Historic building purchased – to house Piedmont museum
A historic building in Piedmont has been purchased by the Piedmont Historical Preservation Society and will be the new home for the organization and the Piedmont museum.
The Piedmont Historical Preservation Society, a 501c(3) approved nonprofit organization annouced this week that it has purchased the beloved “Women’s Building” of Piedmont.
The now 4,070 square foot structure was built in 1908 by Piedmont Manufacturing Co. as a home for single women working in the mill. It also served as the Piedmont YWCA.
Over 100 years later, the building is set to house the artifacts of everyday life in the mill village as a museum and as the new home of the Piedmont Historical Preservation Society.
The Society has raised funds from grants and private donations to purchase the historic structure at 7 Piedmont Avenue. The current museum will move from a single room in the Piedmont Community Building to the “Women’s Building”.
“Everybody in Piedmont loves this place because they know that it was the YWCA and it’s such a beautiful building,” said Dr. Anne Peden, a member of the Piedmont Historical Preservation Society and the Greenville County Historic Preservation Commission.
Originally built on Main Street, the YWCA featured a kitchen, library and large sitting room downstairs and sleeping rooms upstairs. A foreword by A.S. Rowell in the Piedmont YWCA First Annual Report 1908-1909 speaks of the “beautiful and attractive YWCA building, with its cooking and sewing classes, its gymnasium and bathrooms, its library, night schools and music classes, its sweetly solemn vesper service on the holy Sabbath, with numberless schemes for pure and hallowed social joys…”
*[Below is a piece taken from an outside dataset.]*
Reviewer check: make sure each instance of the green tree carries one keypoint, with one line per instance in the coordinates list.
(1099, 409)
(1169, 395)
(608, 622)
In addition to housing historic collections, the renovated building will be available for use by community groups, scouting organizations, and students studying the history of the Backcountry South Carolina and the textile industry.
Upstate preservation consulting firm Preservation South, LLC will be planning and overseeing the rehabilitation of the building.  They have guided many award winning preservation and restoration projects across the southeast including, most recently, the restoration of the Spring Park Inn for the Travelers Rest Historical Society.